The American Red Cross announced Monday that more gay and bisexual men will be able to donate blood after the Food and Drug Administration enacted more lenient guidelines.
In May, the FDA finalized new rules eliminating sweeping bans on blood donations from gay and bisexual men that went back to 1985 over concerns about transmitting HIV to recipients through blood transfusions.
The new guidelines instead focus on individual risk behaviors, rather than sexual orientation. The new rules place restrictions against blood donations from anyone—regardless of sexual orientation—who’s had multiple sexual partners or engaged in anal sex in the previous three months.

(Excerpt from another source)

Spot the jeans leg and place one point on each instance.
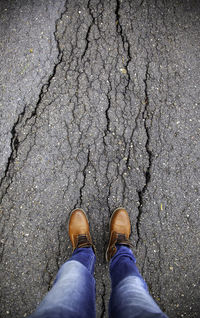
(130, 297)
(73, 292)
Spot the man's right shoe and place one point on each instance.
(120, 230)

People who are currently taking medication to treat or prevent HIV infection will also be deferred from donating blood under the new FDA policy.

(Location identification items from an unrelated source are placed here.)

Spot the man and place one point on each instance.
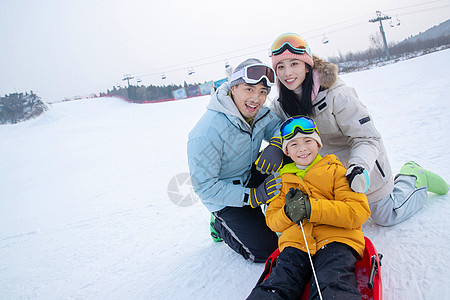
(221, 150)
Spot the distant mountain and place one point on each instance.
(434, 32)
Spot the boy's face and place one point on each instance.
(302, 150)
(249, 98)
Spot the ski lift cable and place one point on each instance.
(305, 34)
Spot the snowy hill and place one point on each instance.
(85, 213)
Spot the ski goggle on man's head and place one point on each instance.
(297, 124)
(253, 74)
(292, 42)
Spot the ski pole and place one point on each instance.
(310, 260)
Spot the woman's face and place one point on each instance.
(291, 72)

“The Red Cross is committed to achieving an inclusive blood donation process that treats all potential donors with equality and respect, and ensures a safe, sufficient blood supply is readily available for patients in need,” the organization said in a statement. “This historic change in approach to donor eligibility is significant progress, resulting in a blood donation process that is more inclusive than ever before. The Red Cross celebrates the FDA’s elimination of blood donation policies based on sexual orientation.”
There are currently fewer than 11 million blood donors while there are more than 14 million units of blood transfused in the U.S. annually, according to the Centers for Disease Control and Prevention (CDC).